PackMojo Custom Packaging

Packaging Glossary

What are bleeds in printing?

Packaging Bleeds Mockup

Image Source: PrintSafari


To avoid any unprinted edges, ensure that anywhere you have color/artwork at the edge of a cut or fold line, it 'bleeds' over onto the either the next panel or the empty space. The green arrows in the dieline below shows artwork that bleeds over at the edges.
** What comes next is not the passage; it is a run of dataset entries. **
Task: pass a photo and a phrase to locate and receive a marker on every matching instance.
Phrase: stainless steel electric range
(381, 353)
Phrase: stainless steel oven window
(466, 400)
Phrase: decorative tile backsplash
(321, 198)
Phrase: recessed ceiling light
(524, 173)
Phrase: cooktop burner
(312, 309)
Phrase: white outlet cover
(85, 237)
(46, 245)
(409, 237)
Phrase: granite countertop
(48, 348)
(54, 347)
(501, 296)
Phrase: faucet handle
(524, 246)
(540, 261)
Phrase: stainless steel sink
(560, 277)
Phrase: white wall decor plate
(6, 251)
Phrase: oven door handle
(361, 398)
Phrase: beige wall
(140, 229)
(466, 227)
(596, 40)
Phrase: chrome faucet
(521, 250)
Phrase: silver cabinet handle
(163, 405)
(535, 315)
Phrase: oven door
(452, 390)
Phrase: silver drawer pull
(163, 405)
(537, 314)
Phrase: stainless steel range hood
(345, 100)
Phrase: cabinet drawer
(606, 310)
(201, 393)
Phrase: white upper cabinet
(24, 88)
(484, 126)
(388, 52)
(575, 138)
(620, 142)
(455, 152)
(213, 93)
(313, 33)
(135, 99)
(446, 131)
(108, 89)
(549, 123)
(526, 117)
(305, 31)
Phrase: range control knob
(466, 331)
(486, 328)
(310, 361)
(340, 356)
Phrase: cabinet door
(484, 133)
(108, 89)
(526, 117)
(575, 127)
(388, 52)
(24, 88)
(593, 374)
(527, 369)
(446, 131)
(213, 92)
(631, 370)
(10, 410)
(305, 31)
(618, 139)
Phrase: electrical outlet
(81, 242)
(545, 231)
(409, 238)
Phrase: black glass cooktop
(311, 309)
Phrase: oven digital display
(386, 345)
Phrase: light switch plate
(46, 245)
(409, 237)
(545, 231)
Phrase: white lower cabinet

Packaging Dieline Bleeds Example


If your artwork goes to any edges of your dieline, you'll want to ensure that the artwork is a little bigger, and crosses over the trimming/folding line. The image is an example where the artwork crosses over to the top folding flap so that even if there are production inconsistencies (e.g. paper is shifted by 1mm), the side of the box with the pink and black lines wouldn't have any white unprinted bits on it.

PackMojo Folding Carton Box Bleeds

In one of Apple's original packaging for their iPhones, you can see that the top part of the box is black and the sides of the box is white. However, due to production inconsistencies, you can see an awkward empty white line on the left side of the box, when it should be all black. One way that many brands avoid this is to keep the color the same in all areas where the box has folds.

iPhone Packaging Bleeds

If you do have artwork, text, or colors at a fold line or trim line, we'd recommend having your artwork 'bleed' over to the other side of where a fold occurs. You can see in the examples below that the rectangles go into the other side of the packaging, which reduces the risk of unprinted areas.